The film moves along on two tracks that alternate with each other and eventually intersect. In one thread daddy Marlin (Albert Brooks), a cautious, overprotective sort who sees his boy captured by a diver and whisked away to parts unknown, goes through a series of adventures en route to Sydney, which he learns is the destination of the boat. (To be fair, he has reason to be circumspect: all of Nemo’s hundreds of siblings, along with their mother, were gobbled up while still in the egg stage.) Along the way Marlin encounters–among others–a shark named Bruce (Barry Humphries) who’s trying to conquer his fish-eating habit through a AA-style program, a bevy of dangerous jellyfish; an extremely laid-back turtle named Crush (director Andrew Stanton), along with his brood; a whale; some decidedly greedy and amusingly monosyllabic gulls; and a helpful pelican called Nigel (Geoffrey Rush). But his chief companion is Dory (Ellen DeGeneres), a voluble blowfish plagued–shades of “Memento”–by short-term memory loss (a gag that’s good for some laughs but overused). Meanwhile in separate action Nemo (Alexander Gould) is drawn into a scheme to escape back to the sea hatched by one of his aquarium-mates, the sea-wise Gill (Willem Dafoe) and involving their colorful fellow prisoners. Despite numerous obstacles and last-minute reversals, Marlin finds himself in Sydney harbor just as–through a stroke of good fortune–Nemo manages to get there, too.

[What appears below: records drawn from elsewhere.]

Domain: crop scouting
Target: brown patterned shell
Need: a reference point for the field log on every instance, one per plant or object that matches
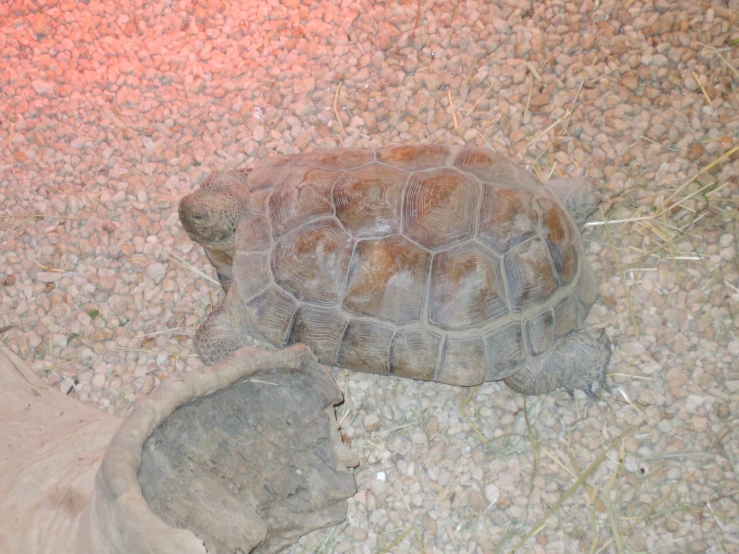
(431, 262)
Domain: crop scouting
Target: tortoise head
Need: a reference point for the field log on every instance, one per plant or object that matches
(210, 214)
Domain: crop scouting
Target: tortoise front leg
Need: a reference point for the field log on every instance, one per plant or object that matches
(577, 361)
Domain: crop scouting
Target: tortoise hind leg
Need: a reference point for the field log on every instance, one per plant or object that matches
(215, 340)
(577, 361)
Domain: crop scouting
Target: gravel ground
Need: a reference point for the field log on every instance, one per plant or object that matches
(113, 110)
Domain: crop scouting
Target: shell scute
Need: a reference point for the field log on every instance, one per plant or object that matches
(467, 288)
(387, 279)
(367, 202)
(530, 276)
(312, 261)
(439, 207)
(416, 157)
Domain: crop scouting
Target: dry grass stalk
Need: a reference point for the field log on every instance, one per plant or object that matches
(558, 462)
(545, 131)
(528, 99)
(451, 103)
(670, 249)
(652, 508)
(609, 502)
(627, 294)
(572, 109)
(478, 100)
(703, 90)
(570, 491)
(669, 201)
(397, 541)
(616, 221)
(59, 364)
(533, 71)
(731, 67)
(336, 109)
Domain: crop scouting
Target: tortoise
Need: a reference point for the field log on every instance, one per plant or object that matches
(430, 262)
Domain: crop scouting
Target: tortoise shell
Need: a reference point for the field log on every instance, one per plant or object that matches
(432, 262)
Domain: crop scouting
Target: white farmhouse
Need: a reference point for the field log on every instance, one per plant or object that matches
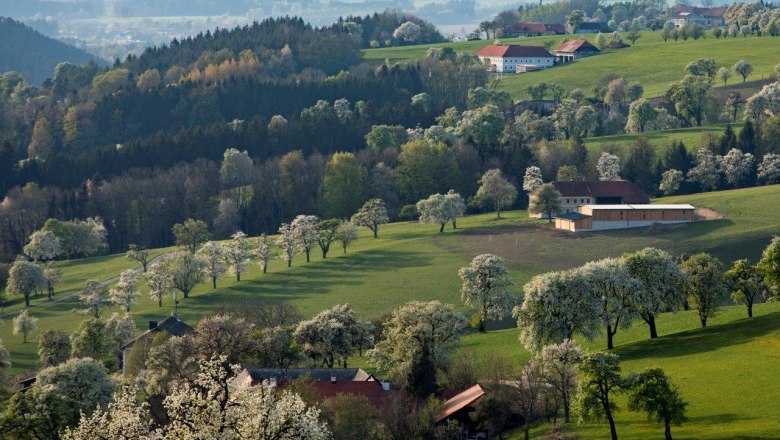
(515, 58)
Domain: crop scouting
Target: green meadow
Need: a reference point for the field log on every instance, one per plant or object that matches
(652, 62)
(735, 357)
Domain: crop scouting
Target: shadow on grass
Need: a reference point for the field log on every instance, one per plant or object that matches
(703, 340)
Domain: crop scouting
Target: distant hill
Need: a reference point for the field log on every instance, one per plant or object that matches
(32, 54)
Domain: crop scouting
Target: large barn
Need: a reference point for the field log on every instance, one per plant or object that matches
(605, 217)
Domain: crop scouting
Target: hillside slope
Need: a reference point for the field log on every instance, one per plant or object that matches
(32, 54)
(652, 62)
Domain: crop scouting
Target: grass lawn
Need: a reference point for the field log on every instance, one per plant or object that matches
(652, 62)
(660, 140)
(734, 357)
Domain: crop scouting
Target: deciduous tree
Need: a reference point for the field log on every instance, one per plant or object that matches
(486, 287)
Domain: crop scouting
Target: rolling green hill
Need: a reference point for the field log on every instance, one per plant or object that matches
(652, 62)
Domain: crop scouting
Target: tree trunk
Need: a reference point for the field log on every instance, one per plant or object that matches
(610, 334)
(651, 322)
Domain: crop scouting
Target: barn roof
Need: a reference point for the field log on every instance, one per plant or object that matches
(513, 51)
(575, 45)
(627, 191)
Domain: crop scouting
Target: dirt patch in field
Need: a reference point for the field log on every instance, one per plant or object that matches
(707, 214)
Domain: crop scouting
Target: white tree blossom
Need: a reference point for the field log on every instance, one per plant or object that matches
(532, 179)
(264, 252)
(706, 172)
(287, 243)
(372, 214)
(556, 305)
(670, 181)
(608, 167)
(486, 287)
(24, 324)
(769, 169)
(43, 245)
(616, 292)
(213, 255)
(662, 282)
(125, 292)
(237, 254)
(737, 166)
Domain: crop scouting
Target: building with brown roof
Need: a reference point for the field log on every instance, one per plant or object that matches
(573, 49)
(504, 58)
(534, 30)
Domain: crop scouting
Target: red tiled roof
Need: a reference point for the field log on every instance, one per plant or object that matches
(513, 51)
(627, 191)
(575, 45)
(461, 401)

This story isn’t much more than the kind of chase that might have served as the basis for a five-minute Loony Tunes short, but it’s been skillfully elongated with lots of cheerful incident and clever characterization. The dialogue isn’t consistently inventive–Marlin’s laments, for instance, grow a bit tiresome, especially when delivered in Brooks’s customary whining tones–but most of the vocal work is energetic (DeGeneres is an especially efficient sparkplug, but Dafoe, Rush, Humphries, Stanton, Gould, Allison Janey, Austin Pendleton, Stephen Root and others are excellent as well), and the clever gags and one-liners are sufficiently plentiful to keep things moving along nicely, even over the occasional longueurs. The computer-generated animation, moreover, is lovely–colorful, inventive and visually witty. It’s safe to say that while Disney’s more conventional animated efforts continue to suffer disappointing returns (“Atlantis” was a debacle financially as well as narratively, and even the far superior “The Emperor’s New Clothes” and “Treasure Planet” did poorly–only “Lilo & Stitch” beat expectations), this Pixar effort will be another “Monster, Inc.” hit.

Children and adults alike should be enchanted by “Finding Nemo,” as quietly charming, cheekily amusing a family feature as you’re likely to encounter this summer.